Tony's relationship with Timothy McGee was initially problematic. Tony largely ignored or degraded McGee's work and later began actively hazing McGee, as the least-experienced member of the team, from name-calling to making McGee carry all the gear and equipment to a crime scene. He would largely take advantage of McGee's naiveté and unfamiliarity with the team's "customs".

Contrary to appearances, Tony values his relationship with McGee, as seen in the episode "Probie", where Tony goes out of his way to support McGee and is the first to try to allay McGee's guilt after he accidentally shoots an undercover police officer. While Tony is the field leader, McGee becomes the senior field agent, and Tony shows him much more respect and confidence in his abilities.
In the seventh season, the relationship between the two agents is on a much more equal footing, and Tony frequently calls McGee by his first name, Tim.

By the eleventh season, Tony is a lot closer to McGee and they confide in one another. McGee is the one Tony tells that he has been attending a support group to get over the events of Ziva's departure and also goes to Tony for advice when he is considering asking his girlfriend to move in with him.

==Reception==
DiNozzo was included in TV Guides list of "TV's Sexiest Crime Fighters". In November 2011, DiNozzo won TVLine's "Ultimate Male Law-Enforcement Crushes Bracket Tournament", and Ziva David won the "Ultimate Female Law-Enforcement Crushes Bracket Tournament" a month later.
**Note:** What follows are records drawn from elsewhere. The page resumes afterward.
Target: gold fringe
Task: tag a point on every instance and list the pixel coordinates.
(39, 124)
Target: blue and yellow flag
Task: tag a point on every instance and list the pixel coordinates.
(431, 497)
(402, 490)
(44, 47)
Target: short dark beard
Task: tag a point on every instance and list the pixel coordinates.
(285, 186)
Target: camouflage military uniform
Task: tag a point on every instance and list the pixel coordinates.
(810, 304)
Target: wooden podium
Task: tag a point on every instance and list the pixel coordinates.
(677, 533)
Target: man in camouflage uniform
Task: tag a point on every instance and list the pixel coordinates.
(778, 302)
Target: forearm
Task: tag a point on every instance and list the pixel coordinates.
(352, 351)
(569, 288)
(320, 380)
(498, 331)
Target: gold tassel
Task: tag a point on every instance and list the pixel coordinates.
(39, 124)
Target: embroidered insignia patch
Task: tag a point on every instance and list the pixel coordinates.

His flirtation with Ziva received significant media coverage over the years, with the characters being referred to as a "power couple" by Entertainment Weekly. In 2009, TV Guide dubbed their interactions "TV's hottest love-hate relationship" and in 2012, they were listed in Entertainment Weeklys "30 Best 'Will They/Won't They?' TV Couples". EW.com also included them in its list of 10 "TV pairs who have us hooked as they dance around their attraction".

During the first season of NCIS in 2004, Ross Warneke of The Age described the character as "fearless but a bit wet behind the ears". A year later, Bill Keveny from USA Today commented that DiNozzo was "competent but immature". At the beginning of the third season, Noel Holston from Sun Sentinel described him as "a self-styled ladies' man, handsome yet hapless".
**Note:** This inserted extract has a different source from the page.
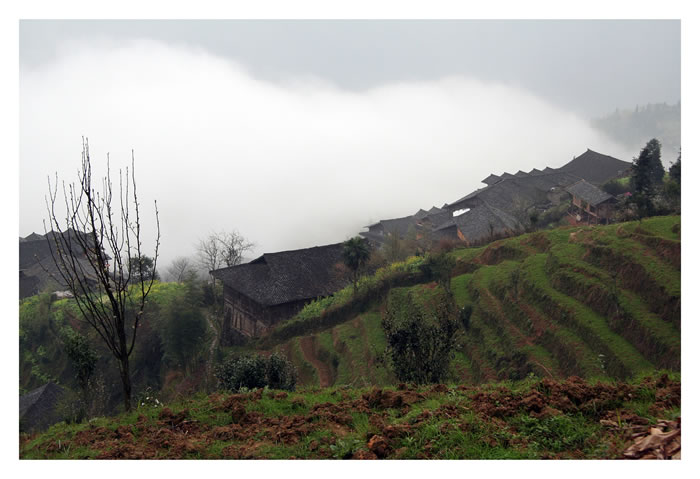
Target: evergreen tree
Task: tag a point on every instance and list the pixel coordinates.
(675, 170)
(355, 255)
(647, 175)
In 2011, one critic from Slate called him a "womanizing doofus given to spouting movie trivia" but added that all the characters on the MCRT team (Tony, Gibbs, Ziva, and McGee) "are men and women of honor, heroes who have all made significant sacrifices for their country". In 2012, Sandra Gonzalez from Entertainment Weekly wrote, "I have a deep appreciation for everything about Tony DiNozzo. I love his goofball ways, his pop culture references, and his endless supply of ways to get under McGee's skin. But like any perpetually lovable character on a TV drama, he also has a host of dark secrets, and when said secrets have a chance to come to the surface as part of a meaty and revealing storyline, it's a treat for us all." He was referred to as a "charming goofball/special agent" by AOL TV's Michael Maloney in 2010.